The Law Commission of England & Wales and the Scottish Law Commission conducted a public consultation on their provision proposals to reform the law governing surrogacy arrangements in the UK to reflect the wishes of surrogates and intended parents. What the Law Commissions have proposed will allow intended parents to become legal parents of any child born through a surrogacy arrangement from birth, subject to the surrogate retaining a right to object for a defined period after the birth, a new pathway to protect and safeguard the interests of all involved in a surrogacy arrangement. Following analysis of the responses submitted to the consultation, a much anticipated final report and draft Bill is expected to be published on 29 March 2023 which many will welcome standing the current law is acutely out of step with modern fertility practises, attitudes and modern family structures.
In the meantime, Current law recognises surrogates and their spouses/civil partners as the legal parents of children born through surrogacy. Parenthood is transferred to the intended parents through a “parental order” by the courts.
The Human Fertilisation and Embryology Act 2008 s 54 ss (2) –(8) sets out the conditions which should be satisfied in order for a parental order to be made. In particular section 6 states ;
The court must be satisfied that both—
(a) the woman who carried the child, and
(b) any other person who is a parent of the child but is not one of the applicants (including any man who is the father by virtue of section 35 or 36 or any woman who is a parent by virtue of section 42 or 43),have freely, and with full understanding of what is involved, agreed unconditionally to the making of the order.
Essential guidance has recently been issued by on the subject of consent in Re C (Surrogacy: Consent)  EWCA Civ 16 whereby the Court of Appeal provided direction on the requirement for consent being obtained from the surrogate.

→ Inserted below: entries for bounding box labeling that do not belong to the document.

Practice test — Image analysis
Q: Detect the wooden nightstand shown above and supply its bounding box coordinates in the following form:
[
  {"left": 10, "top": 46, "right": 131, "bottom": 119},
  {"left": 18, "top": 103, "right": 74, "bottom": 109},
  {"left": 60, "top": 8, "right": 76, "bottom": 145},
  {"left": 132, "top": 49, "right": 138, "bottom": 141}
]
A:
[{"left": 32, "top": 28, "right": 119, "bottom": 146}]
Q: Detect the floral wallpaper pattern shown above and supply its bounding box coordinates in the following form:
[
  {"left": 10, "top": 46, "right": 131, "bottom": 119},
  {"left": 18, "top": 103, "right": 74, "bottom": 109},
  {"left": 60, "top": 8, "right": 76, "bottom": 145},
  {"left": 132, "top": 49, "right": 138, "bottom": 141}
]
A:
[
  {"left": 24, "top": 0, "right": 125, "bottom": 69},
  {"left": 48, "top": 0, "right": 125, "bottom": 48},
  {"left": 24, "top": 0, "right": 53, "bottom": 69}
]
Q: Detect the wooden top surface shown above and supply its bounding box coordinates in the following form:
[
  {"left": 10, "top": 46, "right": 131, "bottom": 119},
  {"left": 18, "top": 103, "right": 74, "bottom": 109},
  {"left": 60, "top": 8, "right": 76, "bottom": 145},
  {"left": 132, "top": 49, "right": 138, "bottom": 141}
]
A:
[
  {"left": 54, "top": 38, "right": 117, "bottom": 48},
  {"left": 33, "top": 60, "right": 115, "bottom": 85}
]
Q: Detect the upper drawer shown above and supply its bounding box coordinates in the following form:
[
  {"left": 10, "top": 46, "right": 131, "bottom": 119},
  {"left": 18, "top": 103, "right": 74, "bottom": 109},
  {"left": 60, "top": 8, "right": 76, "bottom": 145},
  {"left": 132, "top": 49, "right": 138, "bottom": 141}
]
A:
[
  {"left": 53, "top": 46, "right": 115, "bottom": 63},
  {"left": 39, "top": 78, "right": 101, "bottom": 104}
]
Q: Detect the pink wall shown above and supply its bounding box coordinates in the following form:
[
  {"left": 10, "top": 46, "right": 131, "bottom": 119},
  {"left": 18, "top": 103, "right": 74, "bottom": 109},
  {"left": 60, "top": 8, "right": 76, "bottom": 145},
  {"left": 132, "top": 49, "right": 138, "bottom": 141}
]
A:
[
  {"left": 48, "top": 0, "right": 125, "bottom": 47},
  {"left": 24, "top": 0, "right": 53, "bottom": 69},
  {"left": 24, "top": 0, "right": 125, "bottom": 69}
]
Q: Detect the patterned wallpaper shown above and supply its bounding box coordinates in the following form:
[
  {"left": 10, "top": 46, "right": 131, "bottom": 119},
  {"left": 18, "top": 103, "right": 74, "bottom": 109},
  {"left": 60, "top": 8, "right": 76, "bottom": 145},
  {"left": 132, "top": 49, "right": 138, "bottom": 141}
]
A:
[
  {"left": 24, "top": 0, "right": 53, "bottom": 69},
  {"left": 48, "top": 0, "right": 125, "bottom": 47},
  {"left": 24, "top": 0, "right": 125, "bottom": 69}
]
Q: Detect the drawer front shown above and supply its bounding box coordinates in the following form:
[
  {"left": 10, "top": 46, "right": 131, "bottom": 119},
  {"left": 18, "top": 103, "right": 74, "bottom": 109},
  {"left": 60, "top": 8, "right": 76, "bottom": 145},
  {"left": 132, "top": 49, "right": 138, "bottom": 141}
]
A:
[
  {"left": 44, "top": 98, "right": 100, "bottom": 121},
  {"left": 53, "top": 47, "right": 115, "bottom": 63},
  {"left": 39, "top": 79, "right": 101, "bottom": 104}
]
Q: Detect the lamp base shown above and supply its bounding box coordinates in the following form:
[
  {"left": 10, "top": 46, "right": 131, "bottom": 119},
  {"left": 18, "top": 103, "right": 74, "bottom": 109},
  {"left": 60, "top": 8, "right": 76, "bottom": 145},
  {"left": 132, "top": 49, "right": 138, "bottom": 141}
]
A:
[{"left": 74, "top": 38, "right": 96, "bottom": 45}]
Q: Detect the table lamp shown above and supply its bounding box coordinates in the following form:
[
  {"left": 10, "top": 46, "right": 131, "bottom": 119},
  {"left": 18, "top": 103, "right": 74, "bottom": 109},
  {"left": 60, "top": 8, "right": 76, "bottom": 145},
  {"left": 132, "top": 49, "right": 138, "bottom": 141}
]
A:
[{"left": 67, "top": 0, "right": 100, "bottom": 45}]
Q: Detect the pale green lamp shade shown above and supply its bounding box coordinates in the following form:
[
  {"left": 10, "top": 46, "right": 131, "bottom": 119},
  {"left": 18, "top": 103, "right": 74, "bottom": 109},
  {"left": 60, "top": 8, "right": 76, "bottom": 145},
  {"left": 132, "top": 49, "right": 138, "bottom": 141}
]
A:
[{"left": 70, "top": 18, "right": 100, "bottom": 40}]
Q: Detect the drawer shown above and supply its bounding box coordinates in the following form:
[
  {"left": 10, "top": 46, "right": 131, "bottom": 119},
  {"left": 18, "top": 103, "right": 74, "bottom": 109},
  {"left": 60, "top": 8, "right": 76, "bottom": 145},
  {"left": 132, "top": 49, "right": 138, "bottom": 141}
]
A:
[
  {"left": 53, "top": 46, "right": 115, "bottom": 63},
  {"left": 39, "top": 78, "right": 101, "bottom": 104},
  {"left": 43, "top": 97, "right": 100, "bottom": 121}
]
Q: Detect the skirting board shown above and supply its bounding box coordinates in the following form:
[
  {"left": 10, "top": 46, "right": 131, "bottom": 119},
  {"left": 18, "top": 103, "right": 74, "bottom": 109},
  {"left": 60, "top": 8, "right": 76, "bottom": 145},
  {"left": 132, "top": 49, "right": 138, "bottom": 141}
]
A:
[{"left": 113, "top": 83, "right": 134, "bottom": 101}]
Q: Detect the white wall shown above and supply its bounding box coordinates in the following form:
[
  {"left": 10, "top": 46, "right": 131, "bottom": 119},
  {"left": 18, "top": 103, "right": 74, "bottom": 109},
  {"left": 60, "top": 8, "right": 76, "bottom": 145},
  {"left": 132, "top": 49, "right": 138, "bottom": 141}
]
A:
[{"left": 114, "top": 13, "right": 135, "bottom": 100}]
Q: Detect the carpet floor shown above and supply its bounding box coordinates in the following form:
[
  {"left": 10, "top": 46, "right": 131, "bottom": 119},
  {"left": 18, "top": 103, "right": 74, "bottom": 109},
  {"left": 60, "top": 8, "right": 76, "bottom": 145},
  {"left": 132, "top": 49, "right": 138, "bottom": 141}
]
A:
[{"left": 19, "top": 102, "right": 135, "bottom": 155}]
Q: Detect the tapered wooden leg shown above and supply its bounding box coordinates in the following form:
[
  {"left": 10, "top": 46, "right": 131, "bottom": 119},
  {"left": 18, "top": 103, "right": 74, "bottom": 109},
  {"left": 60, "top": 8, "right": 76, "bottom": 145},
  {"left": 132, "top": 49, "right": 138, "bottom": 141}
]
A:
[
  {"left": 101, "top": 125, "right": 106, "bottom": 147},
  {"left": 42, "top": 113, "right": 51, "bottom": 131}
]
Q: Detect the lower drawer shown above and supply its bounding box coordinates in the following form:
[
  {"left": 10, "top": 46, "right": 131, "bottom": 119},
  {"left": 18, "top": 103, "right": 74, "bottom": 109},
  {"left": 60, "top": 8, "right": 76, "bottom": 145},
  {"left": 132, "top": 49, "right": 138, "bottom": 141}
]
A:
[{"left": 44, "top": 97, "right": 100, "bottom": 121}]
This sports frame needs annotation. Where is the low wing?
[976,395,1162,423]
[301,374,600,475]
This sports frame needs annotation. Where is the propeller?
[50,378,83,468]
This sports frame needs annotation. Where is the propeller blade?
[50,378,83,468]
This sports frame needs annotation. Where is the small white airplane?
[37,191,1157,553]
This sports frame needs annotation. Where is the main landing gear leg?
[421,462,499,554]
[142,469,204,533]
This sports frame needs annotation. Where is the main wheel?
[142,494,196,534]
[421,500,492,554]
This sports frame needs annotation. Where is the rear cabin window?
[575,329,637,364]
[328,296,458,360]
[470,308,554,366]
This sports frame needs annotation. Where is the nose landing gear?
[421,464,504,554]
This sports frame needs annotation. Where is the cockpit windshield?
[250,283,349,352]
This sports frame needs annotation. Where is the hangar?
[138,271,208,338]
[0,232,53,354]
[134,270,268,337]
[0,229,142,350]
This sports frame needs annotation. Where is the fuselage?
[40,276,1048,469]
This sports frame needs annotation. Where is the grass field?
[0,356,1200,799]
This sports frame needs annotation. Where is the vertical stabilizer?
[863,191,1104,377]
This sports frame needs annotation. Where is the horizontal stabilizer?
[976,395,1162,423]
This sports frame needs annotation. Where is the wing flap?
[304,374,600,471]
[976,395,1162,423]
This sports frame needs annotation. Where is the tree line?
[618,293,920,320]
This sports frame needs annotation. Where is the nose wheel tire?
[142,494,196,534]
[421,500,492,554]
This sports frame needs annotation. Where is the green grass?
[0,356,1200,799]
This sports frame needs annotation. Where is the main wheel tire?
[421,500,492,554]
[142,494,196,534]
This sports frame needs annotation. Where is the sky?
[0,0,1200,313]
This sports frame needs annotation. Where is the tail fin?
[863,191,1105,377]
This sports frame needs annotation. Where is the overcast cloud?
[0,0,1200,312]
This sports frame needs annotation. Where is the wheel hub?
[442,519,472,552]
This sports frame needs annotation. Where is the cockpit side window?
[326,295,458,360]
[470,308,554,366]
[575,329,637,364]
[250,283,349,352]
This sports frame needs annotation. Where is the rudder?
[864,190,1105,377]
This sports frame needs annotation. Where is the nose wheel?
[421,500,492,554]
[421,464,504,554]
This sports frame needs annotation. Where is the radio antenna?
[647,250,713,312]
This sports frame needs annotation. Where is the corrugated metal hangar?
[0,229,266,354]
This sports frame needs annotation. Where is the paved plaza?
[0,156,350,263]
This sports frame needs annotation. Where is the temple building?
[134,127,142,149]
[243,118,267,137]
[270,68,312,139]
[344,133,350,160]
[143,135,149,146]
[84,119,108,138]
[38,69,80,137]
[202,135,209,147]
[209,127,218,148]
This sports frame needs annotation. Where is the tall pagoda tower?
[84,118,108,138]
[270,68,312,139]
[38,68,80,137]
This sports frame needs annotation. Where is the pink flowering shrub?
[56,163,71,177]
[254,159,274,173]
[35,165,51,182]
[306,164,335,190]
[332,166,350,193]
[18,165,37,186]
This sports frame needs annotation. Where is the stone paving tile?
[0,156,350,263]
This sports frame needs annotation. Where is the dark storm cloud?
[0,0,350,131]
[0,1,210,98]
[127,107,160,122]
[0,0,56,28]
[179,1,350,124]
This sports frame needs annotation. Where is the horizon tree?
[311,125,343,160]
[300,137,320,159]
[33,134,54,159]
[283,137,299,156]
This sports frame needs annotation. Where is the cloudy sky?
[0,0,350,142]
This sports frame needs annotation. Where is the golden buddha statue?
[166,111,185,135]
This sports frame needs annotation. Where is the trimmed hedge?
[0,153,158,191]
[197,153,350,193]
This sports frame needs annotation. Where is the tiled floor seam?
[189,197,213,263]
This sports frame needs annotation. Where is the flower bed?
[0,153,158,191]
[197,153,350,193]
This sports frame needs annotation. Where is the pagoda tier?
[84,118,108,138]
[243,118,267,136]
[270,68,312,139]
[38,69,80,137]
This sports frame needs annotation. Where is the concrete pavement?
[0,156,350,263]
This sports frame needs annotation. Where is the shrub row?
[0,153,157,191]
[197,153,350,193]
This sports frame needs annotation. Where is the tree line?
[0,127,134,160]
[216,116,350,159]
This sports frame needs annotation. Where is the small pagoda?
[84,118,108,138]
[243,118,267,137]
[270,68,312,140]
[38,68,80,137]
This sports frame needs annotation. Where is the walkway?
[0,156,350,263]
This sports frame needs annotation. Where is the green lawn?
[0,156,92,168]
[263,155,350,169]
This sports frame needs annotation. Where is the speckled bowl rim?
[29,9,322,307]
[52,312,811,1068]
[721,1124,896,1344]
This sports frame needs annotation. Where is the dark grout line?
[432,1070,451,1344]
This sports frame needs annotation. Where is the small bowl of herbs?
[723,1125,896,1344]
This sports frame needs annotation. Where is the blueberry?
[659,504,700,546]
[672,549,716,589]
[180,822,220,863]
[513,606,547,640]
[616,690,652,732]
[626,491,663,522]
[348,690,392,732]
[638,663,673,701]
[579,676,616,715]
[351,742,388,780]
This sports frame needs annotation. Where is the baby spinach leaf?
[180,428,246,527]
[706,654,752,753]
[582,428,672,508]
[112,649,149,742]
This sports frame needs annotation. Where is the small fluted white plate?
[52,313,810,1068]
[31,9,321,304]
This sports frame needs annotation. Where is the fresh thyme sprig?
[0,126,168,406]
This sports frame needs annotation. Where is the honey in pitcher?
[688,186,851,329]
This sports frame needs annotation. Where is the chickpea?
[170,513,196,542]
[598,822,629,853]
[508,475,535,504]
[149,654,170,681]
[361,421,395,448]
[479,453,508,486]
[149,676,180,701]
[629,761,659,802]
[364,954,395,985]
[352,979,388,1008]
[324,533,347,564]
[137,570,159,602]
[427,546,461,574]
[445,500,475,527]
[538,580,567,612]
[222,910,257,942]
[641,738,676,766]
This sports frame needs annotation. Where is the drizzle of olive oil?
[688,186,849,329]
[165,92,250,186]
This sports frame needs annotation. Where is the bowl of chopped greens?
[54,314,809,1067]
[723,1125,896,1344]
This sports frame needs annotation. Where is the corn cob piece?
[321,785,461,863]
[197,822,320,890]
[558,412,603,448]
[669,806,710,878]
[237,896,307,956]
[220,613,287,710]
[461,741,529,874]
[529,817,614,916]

In this case the intended parents and the surrogate met in 2018, signed a surrogacy agreement in 2019. In November of that year, following artificial insemination using the egg of the surrogate and sperm of one of the intended parents, the surrogate became pregnant.
By spring 2020, the parties’ relationship had deteriorated with the surrogate becoming increasingly emotionally attached to the unborn baby and the parents feeling excluded and kept at arm’s length. Despite these deteriorations, when the child was born in September 2020 the surrogate handed over the child to the intended parents as per the agreement.
The intended parents applied for a Parental Order in November 2020. In January 2021 the surrogate returned her acknowledgment of service form to the Court stating she did not consent to the making of the Parental Order. The parties attended mediation in an attempt to repair the relationship and rebuild trust. A Parental order reporter was appointed who subsequently was unable to recommend a Parental Order being made due to the fact that the surrogate mother wanted to keep her parental responsibilities to allow her rights to spend time with the child.
The Surrogate thereafter filed a statement with court in which she acknowledged that it was always anticipated that she would consent to a parental order but her position had changed because of her unexpected feelings for the child and because she had anticipated being a significant person to him, but she now felt pushed out. She stated that she would consent to a parental order being made on two conditions: that a child arrangements order was made providing for monthly contact with her and that a prohibited steps order was made preventing the intended parents from moving without her written agreement.
On 11 August 2021, the application came before the judge. The intended were represented by counsel and the Court made a Parental Order alongside a Child Arrangements Order, consisting of a ‘lives with’ order in favour of the intended parents and a contact order whereby the child would spend one weekend day with the surrogate every six weeks and two additional weekend days each year to celebrate his birthday and Christmas. The very next day, the surrogate made contact with the intended parent’s legal team to express she felt under pressure to consent to the order but at that stage no appeal was lodged.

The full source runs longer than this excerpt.